24-hour prayer communities: around the clock and into the world. Perhaps the most explosive thing we are seeing now is the increase in 24-hour prayer rooms and communities. Many thousands of prayer rooms and prayer watches have been launched in the past few years, many in significantly under-evangelized settings.
One of the most extensive networks of constant prayer got underway as Pete Grieg and friends gathered to pray for a few days. They found that by praying together, God formed in them a sense of community and mission. Today, there are hundreds of prayer rooms and prayer houses where constant prayer is pursued. The overriding purpose of constant prayer is for God’s global mission. Grieg is the director of 24-7 Prayer, which “exists to transform the world through movements and communities of Christ-centered, mission-minded prayer.” There are 24-7 prayer rooms in well over fifty countries.
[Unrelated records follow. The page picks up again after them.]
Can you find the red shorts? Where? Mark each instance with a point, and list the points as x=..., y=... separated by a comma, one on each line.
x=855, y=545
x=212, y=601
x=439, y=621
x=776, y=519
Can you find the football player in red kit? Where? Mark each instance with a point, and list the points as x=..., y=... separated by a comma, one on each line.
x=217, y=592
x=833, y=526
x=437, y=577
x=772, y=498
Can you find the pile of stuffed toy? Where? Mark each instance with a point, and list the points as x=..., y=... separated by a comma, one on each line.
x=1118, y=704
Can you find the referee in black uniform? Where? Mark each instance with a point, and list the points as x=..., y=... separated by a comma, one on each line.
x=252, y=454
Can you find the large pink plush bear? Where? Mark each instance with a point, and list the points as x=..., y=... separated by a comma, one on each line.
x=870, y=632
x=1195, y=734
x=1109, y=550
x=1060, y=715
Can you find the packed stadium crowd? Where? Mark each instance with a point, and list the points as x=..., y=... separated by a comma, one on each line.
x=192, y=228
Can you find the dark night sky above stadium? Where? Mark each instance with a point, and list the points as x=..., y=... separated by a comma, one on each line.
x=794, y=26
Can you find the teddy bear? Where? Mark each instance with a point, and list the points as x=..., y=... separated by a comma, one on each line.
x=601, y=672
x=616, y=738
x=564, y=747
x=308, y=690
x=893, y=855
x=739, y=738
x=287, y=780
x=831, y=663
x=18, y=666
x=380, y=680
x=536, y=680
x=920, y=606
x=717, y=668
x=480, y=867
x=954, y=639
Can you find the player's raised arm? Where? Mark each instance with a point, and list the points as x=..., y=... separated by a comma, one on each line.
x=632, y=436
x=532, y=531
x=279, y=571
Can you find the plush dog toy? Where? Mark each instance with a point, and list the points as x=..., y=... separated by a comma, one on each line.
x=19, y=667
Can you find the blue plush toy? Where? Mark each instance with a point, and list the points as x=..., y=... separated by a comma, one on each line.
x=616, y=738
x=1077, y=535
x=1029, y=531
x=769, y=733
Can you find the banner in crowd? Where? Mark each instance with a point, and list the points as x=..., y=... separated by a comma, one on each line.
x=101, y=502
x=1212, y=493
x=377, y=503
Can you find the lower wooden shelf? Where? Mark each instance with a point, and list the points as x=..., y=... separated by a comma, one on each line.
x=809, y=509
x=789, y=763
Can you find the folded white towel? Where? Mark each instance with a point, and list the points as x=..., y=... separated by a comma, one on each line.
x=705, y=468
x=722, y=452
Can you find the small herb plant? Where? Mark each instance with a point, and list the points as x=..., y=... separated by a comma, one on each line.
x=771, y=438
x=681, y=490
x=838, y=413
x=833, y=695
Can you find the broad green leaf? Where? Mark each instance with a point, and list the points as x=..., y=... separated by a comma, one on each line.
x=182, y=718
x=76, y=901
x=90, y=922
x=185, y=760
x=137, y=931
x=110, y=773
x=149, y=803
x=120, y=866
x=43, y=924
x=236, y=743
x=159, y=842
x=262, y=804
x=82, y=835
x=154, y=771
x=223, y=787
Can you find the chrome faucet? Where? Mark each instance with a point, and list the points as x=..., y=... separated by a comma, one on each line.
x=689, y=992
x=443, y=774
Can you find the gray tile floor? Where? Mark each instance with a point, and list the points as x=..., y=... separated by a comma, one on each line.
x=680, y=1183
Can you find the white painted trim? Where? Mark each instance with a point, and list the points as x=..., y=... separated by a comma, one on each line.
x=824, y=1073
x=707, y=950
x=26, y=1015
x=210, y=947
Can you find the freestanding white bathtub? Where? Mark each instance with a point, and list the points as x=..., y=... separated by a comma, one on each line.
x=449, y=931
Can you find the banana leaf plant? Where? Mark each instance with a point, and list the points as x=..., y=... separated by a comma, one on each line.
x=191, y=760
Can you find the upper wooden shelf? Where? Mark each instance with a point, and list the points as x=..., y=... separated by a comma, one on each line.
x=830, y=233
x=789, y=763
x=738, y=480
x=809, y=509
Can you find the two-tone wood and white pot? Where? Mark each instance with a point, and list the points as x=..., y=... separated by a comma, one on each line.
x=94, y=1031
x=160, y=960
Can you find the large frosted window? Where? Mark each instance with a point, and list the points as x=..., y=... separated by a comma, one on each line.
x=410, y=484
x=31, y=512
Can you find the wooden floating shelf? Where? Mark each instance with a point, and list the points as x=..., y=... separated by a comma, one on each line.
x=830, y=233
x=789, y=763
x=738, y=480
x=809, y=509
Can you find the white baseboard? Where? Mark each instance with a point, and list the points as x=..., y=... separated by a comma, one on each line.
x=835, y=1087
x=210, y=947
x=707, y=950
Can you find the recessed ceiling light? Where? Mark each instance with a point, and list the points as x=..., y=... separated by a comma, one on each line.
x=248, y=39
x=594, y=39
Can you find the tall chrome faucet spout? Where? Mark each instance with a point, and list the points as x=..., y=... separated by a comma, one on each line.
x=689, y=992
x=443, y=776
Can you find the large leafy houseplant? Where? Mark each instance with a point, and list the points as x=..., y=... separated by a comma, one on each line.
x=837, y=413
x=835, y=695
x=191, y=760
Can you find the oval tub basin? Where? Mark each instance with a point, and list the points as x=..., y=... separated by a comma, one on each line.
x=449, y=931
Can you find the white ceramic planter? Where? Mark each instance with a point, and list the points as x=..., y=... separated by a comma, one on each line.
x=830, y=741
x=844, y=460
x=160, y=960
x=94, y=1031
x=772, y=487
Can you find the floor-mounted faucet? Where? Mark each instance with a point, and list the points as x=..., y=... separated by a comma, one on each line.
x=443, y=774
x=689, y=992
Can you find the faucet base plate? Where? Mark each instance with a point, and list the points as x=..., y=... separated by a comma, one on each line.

Praying Our Way toward an Evangelized World: Closer, Together, and Clearer
Many other names and developments could be mentioned. However, these few examples encourage us to look for ways prayer may be more intricately fused with the pursuit of world evangelization. During the same years mentioned in this article and the previous installment, we have seen prayer linked to the most vibrant endeavors. More prayer has not led to less action. When we pray well, we are more likely to see where we need God to work in miraculous ways—and where we simply need to get to work. An evangelized world will have first been a prayed-for world.
The three changes I have noted in our praying align with the often-quoted vision of Lausanne: that we want to see the whole Church bringing the whole gospel to the whole world. As we pray closer to our community, we will increasingly envision the fulfillment of the whole gospel. As we pray together, we will increasingly find ourselves working together as the whole Church. As we pray clearer, with a better exchange of information, we will grow in our resolve to bring the gospel to the whole world.
1. 1993. Lake Mary, Florida, USA: Creation House.